Hola hola, abundzu.
Po 1. Nie porownuj kazdego przypadku zajscia w ciaze w mlodym wieku, do swojego, bo niestety ale nie jestesmy wszystkie takie jak Ty, to ze ty nie pragnelas dziecka, nie znaczy ze my tez nie mamy prawa pragnac [pozatym, pisalam ze bylo planowane na ok 2011 rok], bo wiek nie musi tu koniecznie grac roli. Jedna bedzie chciala zostac matka w wieku 18 lat, inna dopiero w wieku 25 albo i jeszcze pozniej, wiec nie porownuj do siebie!
Po 2. Niezaleznie ile sie ma lat, przy opiece nad dzieckiem sie pada poprostu na twarz czesto. I nie mow mi, ze niewiem co to znaczy, bo sama zajmowalam sie przez kilka miesiecy niemowlęciem.
Po 3. Nie interesuje mnie, ile masz lat, bo przez Twoje ''4 lata wiecej doswiadczenia'' moglo sie dziac mniej niz w moim zyciu, i nie musisz byc wcale bardziej ''doswiadczona''.
Po 4. Przez cale zycie, nikt sie nademna nie pochylal, ani nie glaskal mnie po glowce.

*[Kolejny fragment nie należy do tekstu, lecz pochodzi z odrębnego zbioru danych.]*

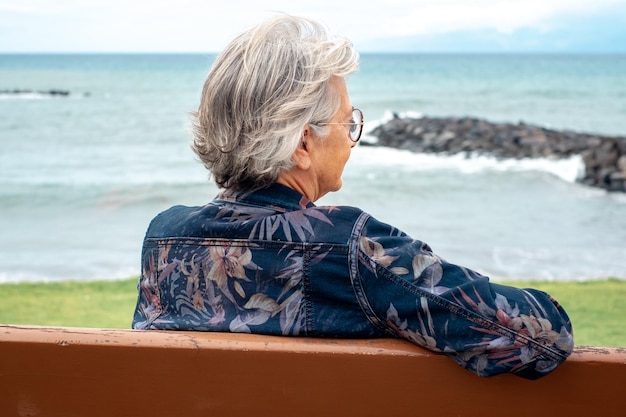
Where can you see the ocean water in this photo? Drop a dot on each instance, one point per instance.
(81, 176)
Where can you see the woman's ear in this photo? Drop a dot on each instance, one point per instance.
(302, 155)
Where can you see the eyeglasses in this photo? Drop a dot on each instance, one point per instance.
(356, 125)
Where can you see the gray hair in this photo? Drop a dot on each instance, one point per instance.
(262, 90)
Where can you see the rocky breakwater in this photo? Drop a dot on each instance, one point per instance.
(604, 156)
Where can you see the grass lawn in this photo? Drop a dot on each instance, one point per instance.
(596, 308)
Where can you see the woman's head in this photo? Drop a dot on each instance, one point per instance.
(263, 89)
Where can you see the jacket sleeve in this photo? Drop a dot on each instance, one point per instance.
(487, 328)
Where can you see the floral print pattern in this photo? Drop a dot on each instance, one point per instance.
(271, 262)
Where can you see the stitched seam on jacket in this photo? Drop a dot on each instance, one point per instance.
(154, 285)
(469, 315)
(355, 277)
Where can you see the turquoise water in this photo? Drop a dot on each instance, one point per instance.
(81, 176)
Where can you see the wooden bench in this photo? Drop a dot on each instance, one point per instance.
(52, 371)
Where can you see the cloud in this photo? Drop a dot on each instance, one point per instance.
(203, 26)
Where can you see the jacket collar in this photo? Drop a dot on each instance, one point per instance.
(277, 196)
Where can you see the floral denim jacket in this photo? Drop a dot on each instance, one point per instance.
(271, 262)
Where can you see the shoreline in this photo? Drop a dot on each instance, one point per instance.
(604, 157)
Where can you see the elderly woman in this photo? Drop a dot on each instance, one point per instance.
(275, 127)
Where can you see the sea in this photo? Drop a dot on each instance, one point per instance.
(82, 174)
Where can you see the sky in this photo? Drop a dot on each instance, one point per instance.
(433, 26)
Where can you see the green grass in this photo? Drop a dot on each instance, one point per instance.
(107, 304)
(596, 308)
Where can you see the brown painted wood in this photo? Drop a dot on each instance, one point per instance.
(47, 371)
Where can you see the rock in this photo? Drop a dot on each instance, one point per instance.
(604, 157)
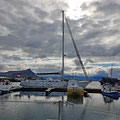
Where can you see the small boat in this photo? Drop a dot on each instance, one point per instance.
(114, 95)
(5, 85)
(110, 91)
(75, 88)
(49, 83)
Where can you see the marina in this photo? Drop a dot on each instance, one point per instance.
(59, 60)
(35, 105)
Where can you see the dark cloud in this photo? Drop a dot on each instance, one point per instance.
(34, 27)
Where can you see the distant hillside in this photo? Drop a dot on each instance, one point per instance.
(14, 74)
(69, 77)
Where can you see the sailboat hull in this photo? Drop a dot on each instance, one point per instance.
(75, 92)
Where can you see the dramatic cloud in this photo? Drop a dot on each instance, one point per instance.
(30, 30)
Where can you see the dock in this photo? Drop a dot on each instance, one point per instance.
(93, 87)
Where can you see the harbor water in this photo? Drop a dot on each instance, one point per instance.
(37, 106)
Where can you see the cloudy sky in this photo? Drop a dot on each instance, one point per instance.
(30, 35)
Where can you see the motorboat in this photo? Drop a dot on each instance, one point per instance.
(5, 85)
(49, 83)
(110, 91)
(76, 88)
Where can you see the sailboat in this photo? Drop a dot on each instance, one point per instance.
(5, 85)
(60, 83)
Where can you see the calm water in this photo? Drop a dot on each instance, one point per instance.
(35, 106)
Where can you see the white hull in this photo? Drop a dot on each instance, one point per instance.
(5, 87)
(43, 84)
(51, 83)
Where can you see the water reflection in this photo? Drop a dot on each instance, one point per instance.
(107, 99)
(78, 100)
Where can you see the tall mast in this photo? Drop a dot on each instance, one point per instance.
(76, 49)
(62, 72)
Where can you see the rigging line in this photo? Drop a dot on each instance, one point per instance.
(77, 52)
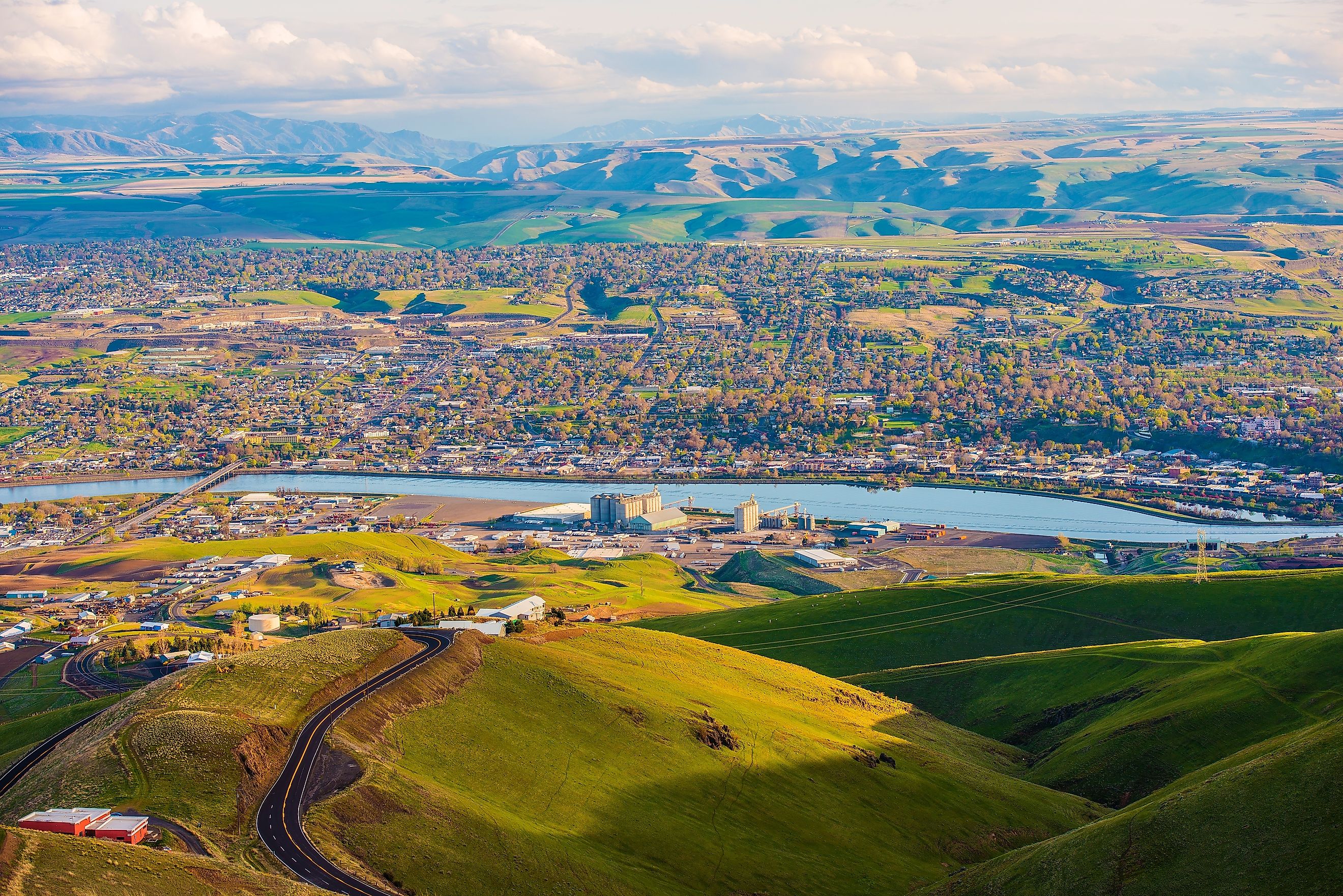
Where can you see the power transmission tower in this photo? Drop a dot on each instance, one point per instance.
(1201, 562)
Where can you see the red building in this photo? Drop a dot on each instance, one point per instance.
(64, 821)
(128, 829)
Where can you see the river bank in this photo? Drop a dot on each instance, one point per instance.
(965, 505)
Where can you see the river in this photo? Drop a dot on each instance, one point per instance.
(964, 508)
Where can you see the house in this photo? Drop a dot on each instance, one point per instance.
(532, 608)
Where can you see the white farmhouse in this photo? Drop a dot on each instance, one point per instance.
(531, 609)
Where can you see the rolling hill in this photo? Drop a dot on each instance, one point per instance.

Jesli tak wygladalo Twoje zycie, no to brawo, fajnie mialas.
Po 5. Twoje argumenty sa marne naprawde...
''musisz odciagac pokarm dla swojego malucha, wkurzasz sie kiedy musisz jeszcze odciagnac butelke zet by mial na jutro a w piersiach pusto ,a na dodatek mały chce jeść'' itp. A kiedy tego nie ma? No kiedy?
Btw. Powtarzam.. ani ja, ani Paulaa nie zaszla w ciaze ''swiadomie'' teraz sie decydujac na dziecko, chociaz bylo ono w naszych planach, jednak nie tych najblizszych, mimo to nie chce uzywac tutaj brzydkiego slowa ''wpadka''.